Parabola su come diventare Saggio e fuggire

Rigden: ...Se si vuole salvare la propria anima, questo dovrebbe essere il principale anelito, l’unico desiderio predominante nella propria vita, indipendentemente dalle circostanze esistenziali in cui ci si trova. Tuttavia di solito, anche quando una persona entra nel sentiero spirituale e lo segue, si porta dietro un carico di innumerevoli e banali desideri terreni che la tentano e le rendono difficile aderire al suo principale desiderio nato dalla sua natura Spirituale. Perciò, le domande che pone sono solitamente mentali.

Su questo argomento c’è una bella parabola: “Un giovane una volta andò da un Saggio che stava seduto nella posizione del loto sulla riva di un fiume. Decise di andare ad ossequiarlo per mostrargli che era completamente - mente e corpo -, pronto ad essere suo discepolo. Il giovane riteneva necessario porre al Saggio una domanda tale che il Saggio non avrebbe potuto non rispondergli e avrebbe così rivolto la sua attenzione su di lui. Il giovane chiese: “Che dovrei fare per diventare Saggio e salvare la mia Anima?” Contrariamente a quanto il giovane si aspettava, il Saggio non rispose nulla né a lui né alle altre persone che si erano avvicinate a lui durante il giorno per porgli delle domande, lamentandosi dei loro problemi o anche semplicemente per ossequiarlo. Il giovane decise di mostrare la sua perseveranza e così ogni volta che qualcuno poneva una qualunque domanda al Saggio, egli ripeteva sempre la sua importante domanda. Ma il Saggio restava in silenzio.

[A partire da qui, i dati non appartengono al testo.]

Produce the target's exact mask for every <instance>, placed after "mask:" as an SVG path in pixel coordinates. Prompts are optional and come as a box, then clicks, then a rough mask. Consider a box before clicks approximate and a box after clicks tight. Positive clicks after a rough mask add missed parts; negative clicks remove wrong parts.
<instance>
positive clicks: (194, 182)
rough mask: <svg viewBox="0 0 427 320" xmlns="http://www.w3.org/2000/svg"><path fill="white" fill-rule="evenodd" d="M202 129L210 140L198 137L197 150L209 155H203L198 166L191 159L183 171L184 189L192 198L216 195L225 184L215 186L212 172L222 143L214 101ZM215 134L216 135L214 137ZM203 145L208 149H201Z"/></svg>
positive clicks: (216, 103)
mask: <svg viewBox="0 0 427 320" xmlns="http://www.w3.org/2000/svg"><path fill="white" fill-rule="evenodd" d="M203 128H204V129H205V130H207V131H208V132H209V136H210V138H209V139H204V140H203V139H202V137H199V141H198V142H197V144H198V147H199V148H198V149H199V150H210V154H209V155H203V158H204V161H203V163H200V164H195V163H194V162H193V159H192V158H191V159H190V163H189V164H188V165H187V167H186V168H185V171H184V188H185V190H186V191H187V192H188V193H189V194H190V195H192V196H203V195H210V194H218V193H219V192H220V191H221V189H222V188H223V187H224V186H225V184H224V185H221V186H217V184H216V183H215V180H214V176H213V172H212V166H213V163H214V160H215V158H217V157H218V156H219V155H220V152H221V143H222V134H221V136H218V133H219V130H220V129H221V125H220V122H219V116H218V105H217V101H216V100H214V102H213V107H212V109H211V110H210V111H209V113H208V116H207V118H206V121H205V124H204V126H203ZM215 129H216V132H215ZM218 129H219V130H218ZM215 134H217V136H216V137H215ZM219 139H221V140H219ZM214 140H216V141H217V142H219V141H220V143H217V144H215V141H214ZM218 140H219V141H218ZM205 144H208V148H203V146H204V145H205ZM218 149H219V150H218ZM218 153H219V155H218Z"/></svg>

Quando si avvicinava la sera, un pover’uomo che portava un carico pesante, venne dal Saggio, che ancora era seduto nella posizione del loto, e gli chiese quale strada dovesse seguire per raggiungere la città più vicina. Il Saggio prontamente si alzò in piedi, sollevò il peso dalle spalle del pover’uomo e poi lo guidò verso la strada gli indicò la direzione e gli spiegò dettagliatamente come raggiungere la città. Poi ritornò nuovamente a meditare. Il giovane era così sorpreso per ciò che era accaduto che cominciò a chiedere disperatamente al Saggio: “Ma come mai avete risposto alla domanda mondana di quell’uomo gli avete fatto risparmiare tanto tempo mentre a me, che per tutto il giorno ho continuato a porvi domande molto più importanti sulla salvezza dell’Anima, ancora non avete risposto?”

Il Saggio si alzò in piedi e fece cenno al giovane di seguirlo mentre si avviava verso il fiume. Egli poi entrò nell’acqua e il giovane lo seguì con riluttanza, perché l’acqua era fredda e il vento pungente. Il Saggio continuò ad inoltrarsi nell’acqua fino a raggiungere una sufficiente profondità, poi si rivolse verso il giovane e improvvisamente lo prese per le spalle e velocemente gli spinse la testa sotto acqua, malgrado i disperati tentativi del giovane di sfuggire dalla presa delle sue forti braccia. Finalmente il Saggio lo lasciò. Il giovane emerse subito dall’acqua e cominciò a respirare avidamente, incapace di saziarsi di aria. Frattanto il Saggio tranquillamente gli chiese: “Quando eri sotto acqua, quel era il più grande desiderio della tua vita? Senza esitare il giovane rispose immediatamente: “Aria! Desideravo soltanto l’aria!” Per maggiore chiarezza il Saggio gli chiese “Solo aria? E, invece dell’aria non avresti preferito in quel momento avere ricchezze, fama, piaceri, essere una persona importante e di potere? Il giovane quasi gridò: “Che? Con tutte le mie forze desideravo solo l’aria. Sarei morto senza aria.” Il Saggio, soddisfatto, guardò il giovane e gli disse: “Così, per diventare Saggio, con la stessa forza con cui hai desiderato l’aria per salvare la tua vita, devi desiderare di salvare la tua anima. Questo deve essere lo scopo per il quale devi lottare nella vita. Questa deve essere la tua unica aspirazione ogni giorno e ogni notte. Se lavori sull’autosviluppo per amore della salvezza della tua Anima con lo stesso zelo con cui hai lottato adesso sott’acqua per la tua vita, sicuramente diventerai Saggio e ti salverai. “Dette queste parole si incamminò fuori dall’acqua dove il giovane continuava invece a rimanere, illuminato dalle parole del Saggio. Il giovane ora non si accorgeva né del freddo né del vento pungente. Il Saggio raggiunse la riva e si guardò attorno e disse: “Riguardo l’uomo che portava un peso, l’ho aiutato solo perché oggi egli era l’unico che cercava esattamente ciò che veramente desiderava.”